R/fn_exp_categorical.R
ExpCatStat.Rd
This function combines results from weight of evidence, information value and summary statistics.
ExpCatStat( data, Target = NULL, result = "Stat", clim = 10, nlim = 10, bins = 10, Pclass = NULL, plot = FALSE, top = 20, Round = 2 )
data | dataframe or matrix |
---|---|
Target | target variable |
result | "Stat" - summary statistics, "IV" - information value |
clim | maximum unique levles for categorical variable.
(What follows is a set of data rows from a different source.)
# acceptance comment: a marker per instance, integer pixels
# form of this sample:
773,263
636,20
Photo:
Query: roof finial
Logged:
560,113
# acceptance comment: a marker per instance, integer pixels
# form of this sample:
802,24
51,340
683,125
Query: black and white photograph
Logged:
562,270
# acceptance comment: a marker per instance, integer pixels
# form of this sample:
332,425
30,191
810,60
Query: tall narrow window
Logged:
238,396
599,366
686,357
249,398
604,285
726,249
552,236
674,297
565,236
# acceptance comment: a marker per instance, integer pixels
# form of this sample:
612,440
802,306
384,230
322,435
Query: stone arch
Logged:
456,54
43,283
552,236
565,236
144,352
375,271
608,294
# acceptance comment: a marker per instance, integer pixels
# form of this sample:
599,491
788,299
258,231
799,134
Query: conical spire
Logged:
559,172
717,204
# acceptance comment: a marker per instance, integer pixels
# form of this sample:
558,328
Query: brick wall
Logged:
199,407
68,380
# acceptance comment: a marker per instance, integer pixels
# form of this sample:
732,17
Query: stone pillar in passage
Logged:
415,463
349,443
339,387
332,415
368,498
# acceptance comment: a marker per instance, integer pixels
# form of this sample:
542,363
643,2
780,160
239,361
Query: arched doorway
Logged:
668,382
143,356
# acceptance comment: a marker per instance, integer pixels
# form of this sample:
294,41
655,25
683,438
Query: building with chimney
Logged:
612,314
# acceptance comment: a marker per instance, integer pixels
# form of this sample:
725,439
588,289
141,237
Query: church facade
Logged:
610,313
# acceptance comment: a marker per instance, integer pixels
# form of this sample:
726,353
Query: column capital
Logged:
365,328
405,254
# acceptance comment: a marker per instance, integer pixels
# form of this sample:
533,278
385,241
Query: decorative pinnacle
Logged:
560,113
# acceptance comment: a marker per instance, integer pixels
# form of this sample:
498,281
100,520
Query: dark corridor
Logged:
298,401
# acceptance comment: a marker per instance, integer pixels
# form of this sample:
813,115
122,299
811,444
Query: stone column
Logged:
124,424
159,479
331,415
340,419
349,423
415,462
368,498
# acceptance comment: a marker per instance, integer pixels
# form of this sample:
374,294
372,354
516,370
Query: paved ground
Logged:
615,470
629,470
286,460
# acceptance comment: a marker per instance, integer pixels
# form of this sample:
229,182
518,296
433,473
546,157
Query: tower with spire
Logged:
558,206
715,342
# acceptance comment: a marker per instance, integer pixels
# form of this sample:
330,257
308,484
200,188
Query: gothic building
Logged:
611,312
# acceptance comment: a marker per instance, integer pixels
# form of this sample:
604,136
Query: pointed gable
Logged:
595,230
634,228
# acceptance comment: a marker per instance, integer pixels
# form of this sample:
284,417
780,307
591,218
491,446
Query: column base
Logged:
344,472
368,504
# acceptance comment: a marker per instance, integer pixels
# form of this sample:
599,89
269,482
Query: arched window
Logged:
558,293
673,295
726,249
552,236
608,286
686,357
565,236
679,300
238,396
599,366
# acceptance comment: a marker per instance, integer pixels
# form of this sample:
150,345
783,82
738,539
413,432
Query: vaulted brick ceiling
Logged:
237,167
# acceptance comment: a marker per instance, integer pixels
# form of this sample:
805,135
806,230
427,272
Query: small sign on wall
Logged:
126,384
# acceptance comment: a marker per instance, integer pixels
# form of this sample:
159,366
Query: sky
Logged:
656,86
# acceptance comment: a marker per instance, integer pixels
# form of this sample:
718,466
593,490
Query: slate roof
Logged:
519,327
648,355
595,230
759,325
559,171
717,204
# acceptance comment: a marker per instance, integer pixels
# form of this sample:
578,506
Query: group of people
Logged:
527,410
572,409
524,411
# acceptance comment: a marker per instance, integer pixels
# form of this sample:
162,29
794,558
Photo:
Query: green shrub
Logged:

Variables will be dropped if unique levels is higher than clim for class factor/character variable |
nlim | maximum unique values for numeric variable. |
bins | number of bins (default is 10) |
Pclass | reference category of target variable |
plot | Inforamtion value barplot (default FALSE) |
top | for plotting top information values (default value is 20) |
Round | round of value |
This function provides summary statistics for categorical variable
Stat
- Summary statistics includes Chi square test scores, p value, Information values, Cramers V and Degree if association
IV
- Weight of evidence and Information values
Columns description:
Variable
variable name
Target
- Target variable
class
- name of bin (variable value otherwise)
out0
- number of good observations
out1
- number of bad observations
Total
- Total values for each category
pct1
- good observations / total good observations
pct0
- bad observations / total bad observations
odds
- Odds ratio [(a/b)/(c/d)]
woe
- Weight of Evidence – calculated as ln(odds)
iv
- Information Value - ln(odds) * (pct0 – pct1)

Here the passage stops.